Army of Crime (Kino Lorber)
Don’t let the title throw you. The heroes of Robert Guédiguian’s based-on-a-true-story French war drama are not The Dirty Dozen unleashed on the Nazis but a remarkably effective resistance cell formed of French Jews, communists and immigrants—the very “undesirables” targeted by the Nazis for the camps. Guédiguian’s previous films—at least ones I’ve had the good fortune to see—have been small dramas about communities of immigrants, underemployed and outcasts that pull together and to maintain their identities. Army of Crime offers a much bigger canvas—and a setting with profound resonance—for that theme to play out, and Guédiguian invites members of his stock company to fill out major roles.

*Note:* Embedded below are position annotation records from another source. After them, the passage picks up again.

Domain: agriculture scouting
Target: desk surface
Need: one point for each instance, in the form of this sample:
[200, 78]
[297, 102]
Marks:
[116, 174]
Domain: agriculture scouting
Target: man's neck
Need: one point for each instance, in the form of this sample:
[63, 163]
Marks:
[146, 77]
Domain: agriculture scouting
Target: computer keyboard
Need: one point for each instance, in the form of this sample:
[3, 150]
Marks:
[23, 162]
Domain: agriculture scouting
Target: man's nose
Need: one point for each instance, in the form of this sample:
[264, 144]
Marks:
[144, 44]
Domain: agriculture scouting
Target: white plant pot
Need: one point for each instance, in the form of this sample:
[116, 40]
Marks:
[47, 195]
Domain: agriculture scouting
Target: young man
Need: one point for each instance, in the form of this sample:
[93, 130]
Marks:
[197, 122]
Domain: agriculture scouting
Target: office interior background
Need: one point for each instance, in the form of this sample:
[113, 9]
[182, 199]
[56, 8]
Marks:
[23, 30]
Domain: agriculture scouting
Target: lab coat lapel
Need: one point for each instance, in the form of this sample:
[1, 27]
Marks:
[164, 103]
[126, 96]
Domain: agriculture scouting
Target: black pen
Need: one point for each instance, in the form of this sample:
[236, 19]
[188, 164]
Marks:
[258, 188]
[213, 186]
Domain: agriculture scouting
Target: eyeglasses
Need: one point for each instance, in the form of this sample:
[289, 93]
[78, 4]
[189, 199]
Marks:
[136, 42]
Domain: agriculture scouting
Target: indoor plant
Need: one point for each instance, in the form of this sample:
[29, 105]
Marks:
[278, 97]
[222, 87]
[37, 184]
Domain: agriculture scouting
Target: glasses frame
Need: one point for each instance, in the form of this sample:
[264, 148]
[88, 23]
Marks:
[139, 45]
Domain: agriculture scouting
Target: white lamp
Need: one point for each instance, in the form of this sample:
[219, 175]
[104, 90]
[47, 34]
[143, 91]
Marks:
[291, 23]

Simon Abkarian is the Armenian poet, Communist and pacifist who leaves a concentration camp with a lie and takes up arms to lead a team of members not known for following orders, Virginie Ledoyen his devoted wife and partner and Robinson Stévenin and Grégoire Leprince-Ringuet the reckless but passionate daredevil partisans under his command. Their stories play out slowly, the better to let the oppressive culture of occupied Paris (and of the widespread collaboration of police who support the racial policies, if not the authoritarian structure, of the Nazis occupation) sink in while sowing the tensions between the Communist leaders of the resistance and the non-Communist soldiers who fight for their own reasons: vengeance, defiance, love of country and the simple act of self-preservation under a regime dedicated to eradicating their existence. By the time the unit forms, you are ready for them to take the offensive, even as we know how it ends: the film opens with a spoken memorial to their sacrifice.